As for retirement, not to worry. Bridget says she has another ten years to go. “I don’t see anything but this for now,” she says. And that seems just fine with her.

An article on Bridget Tobin by W.C. Platt originally ran in May–June 1991.

John Alaimo: Jazz pianist

John alaimo

from 2001: “We try to make the music accessible. I mean, people get afraid of jazz.”

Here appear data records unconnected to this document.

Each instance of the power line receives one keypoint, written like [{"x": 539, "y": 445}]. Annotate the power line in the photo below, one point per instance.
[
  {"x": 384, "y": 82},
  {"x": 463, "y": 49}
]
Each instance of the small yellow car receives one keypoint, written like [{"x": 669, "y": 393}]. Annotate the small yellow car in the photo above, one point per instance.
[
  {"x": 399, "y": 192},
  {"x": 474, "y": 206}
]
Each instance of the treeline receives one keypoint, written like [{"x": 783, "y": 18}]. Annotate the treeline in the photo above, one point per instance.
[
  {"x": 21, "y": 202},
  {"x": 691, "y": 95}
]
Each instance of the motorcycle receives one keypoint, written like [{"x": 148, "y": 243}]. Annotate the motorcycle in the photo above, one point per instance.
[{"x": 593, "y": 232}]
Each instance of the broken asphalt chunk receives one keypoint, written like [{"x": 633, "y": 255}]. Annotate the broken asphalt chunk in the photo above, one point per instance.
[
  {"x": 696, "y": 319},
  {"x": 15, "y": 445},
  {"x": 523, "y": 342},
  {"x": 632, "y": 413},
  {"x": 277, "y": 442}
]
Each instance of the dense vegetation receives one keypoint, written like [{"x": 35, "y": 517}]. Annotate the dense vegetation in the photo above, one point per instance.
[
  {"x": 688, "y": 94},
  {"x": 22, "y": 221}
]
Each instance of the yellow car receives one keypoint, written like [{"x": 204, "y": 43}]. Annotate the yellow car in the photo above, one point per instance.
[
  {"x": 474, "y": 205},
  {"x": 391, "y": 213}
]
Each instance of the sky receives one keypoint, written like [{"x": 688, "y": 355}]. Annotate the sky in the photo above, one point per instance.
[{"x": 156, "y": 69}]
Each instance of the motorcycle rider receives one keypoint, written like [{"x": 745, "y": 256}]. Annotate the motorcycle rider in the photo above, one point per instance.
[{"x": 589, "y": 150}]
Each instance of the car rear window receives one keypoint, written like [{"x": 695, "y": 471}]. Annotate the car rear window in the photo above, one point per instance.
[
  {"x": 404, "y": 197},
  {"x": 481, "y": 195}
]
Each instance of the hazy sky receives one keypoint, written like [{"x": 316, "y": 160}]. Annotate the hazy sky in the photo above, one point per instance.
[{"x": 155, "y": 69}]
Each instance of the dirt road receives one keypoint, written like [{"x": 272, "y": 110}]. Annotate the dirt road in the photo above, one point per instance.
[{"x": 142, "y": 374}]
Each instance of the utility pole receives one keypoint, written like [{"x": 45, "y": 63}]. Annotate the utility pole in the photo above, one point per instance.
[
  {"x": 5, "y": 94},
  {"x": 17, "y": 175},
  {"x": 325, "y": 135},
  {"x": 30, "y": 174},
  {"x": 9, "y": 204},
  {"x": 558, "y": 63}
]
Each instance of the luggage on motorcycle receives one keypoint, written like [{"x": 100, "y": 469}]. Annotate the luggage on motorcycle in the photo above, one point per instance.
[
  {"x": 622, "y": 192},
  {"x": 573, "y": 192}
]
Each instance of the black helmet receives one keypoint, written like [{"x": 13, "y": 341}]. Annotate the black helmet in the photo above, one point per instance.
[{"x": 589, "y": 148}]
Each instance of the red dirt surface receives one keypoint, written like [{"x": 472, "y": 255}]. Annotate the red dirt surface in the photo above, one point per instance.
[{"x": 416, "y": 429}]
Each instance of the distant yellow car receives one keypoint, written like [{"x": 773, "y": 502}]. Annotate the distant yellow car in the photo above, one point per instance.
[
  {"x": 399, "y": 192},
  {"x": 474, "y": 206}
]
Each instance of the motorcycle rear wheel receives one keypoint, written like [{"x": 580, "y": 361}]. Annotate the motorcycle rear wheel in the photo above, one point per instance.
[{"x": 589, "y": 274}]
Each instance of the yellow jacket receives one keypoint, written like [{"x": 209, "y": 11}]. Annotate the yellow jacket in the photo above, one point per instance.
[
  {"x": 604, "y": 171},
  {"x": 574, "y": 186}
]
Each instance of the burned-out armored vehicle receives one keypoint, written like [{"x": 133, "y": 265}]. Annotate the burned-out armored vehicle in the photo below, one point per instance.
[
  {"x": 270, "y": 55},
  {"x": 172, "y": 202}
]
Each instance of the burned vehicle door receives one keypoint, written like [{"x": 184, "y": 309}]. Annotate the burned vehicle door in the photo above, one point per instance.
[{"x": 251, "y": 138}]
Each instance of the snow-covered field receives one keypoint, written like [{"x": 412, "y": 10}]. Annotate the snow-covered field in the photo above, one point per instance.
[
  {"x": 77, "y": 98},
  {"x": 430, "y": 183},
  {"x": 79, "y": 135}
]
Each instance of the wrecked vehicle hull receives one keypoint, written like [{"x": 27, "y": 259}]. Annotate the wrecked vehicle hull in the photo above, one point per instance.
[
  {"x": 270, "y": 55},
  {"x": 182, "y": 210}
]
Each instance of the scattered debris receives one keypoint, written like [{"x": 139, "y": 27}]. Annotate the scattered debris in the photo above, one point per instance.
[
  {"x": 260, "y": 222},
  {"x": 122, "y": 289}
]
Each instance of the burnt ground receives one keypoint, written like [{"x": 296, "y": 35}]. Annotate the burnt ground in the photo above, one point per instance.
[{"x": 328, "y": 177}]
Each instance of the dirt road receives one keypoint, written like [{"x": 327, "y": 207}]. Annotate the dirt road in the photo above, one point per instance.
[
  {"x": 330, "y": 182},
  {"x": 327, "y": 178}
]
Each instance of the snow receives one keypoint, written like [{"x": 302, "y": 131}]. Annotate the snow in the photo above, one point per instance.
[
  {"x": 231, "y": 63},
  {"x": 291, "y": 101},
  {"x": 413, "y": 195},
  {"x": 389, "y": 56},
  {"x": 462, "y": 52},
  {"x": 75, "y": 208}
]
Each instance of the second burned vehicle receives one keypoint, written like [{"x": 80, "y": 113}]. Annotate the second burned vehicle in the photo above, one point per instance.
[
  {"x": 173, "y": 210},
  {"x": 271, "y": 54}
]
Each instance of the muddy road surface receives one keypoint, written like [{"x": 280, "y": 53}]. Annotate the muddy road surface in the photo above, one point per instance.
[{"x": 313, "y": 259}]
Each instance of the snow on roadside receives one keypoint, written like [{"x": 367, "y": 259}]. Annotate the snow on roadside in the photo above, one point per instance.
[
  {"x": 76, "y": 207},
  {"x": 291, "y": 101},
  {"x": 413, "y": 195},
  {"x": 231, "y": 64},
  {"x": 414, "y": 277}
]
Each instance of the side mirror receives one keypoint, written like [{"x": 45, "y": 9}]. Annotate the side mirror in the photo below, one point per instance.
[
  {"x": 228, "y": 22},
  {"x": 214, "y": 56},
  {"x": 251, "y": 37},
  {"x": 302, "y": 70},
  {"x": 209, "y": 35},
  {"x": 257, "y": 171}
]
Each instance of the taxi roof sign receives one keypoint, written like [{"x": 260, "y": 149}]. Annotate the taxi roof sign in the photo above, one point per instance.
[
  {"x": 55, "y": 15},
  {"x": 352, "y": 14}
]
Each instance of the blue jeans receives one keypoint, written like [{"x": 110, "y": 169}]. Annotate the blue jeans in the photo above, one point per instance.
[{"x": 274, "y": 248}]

The son of a musician, the Boston-area native was thirteen when he started playing professionally. He was just eighteen and working at a rubber manufacturing plant when a management error and a lack of protective equipment resulted in an accident that left him with only a thumb on his right hand. Matter-of-factly, he remembers thinking, “That was that for me as far as playing the piano. Up until then, I’d been sort of the child prodigy. But I had no thoughts that I would ever be a performer on the piano again.”

He admits he still gets frustrated sometimes, but adds, “Because of my limitation I’ve learned how to get a big, orchestral sound. It’s a whole combination of things. I don’t know how I do it. It’s not something I sat down and thought about.”

More than once he attempted to relinquish performance ambitions, but each time talent, passion, and his wife, Holly, intervened. “Holly always told me,” he says, “‘You have to do it. You’re not the same person unless you do it.’”

Bunny Smith introduced him to the Vineyard and in the early 1970s got him a job playing at the Sea View Hotel in Oak Bluffs. “I felt as if I was coming home. I just loved it,” John says. “Even before we moved here in 1994, the music was happening. I started getting calls and I’d come down. I developed a whole group of friends.”

He smiles. “We really are living the good life,” he says. “People ask me often, ‘What would you really like to do? What’s your dream?’” He laughs and says, “This is it. We’re so happy.”

update: John Alaimo has produced seven CDs (solo, duo, trio, quartet) in the past nine years. He performs regularly on weekends at Atria’s Brick Cellar Bar in Edgartown with his trio and duo, and he plays many special events, including a YMCA fundraiser last summer when he opened for Dave Brubeck’s quartet. u

The edited excerpt above is from an article by CK Wolfson that ran in Fall–Winter 2001.

The magazine began revisiting profiles of Vineyarders in the May–June anniversary edition and will feature more in August and Not Summer.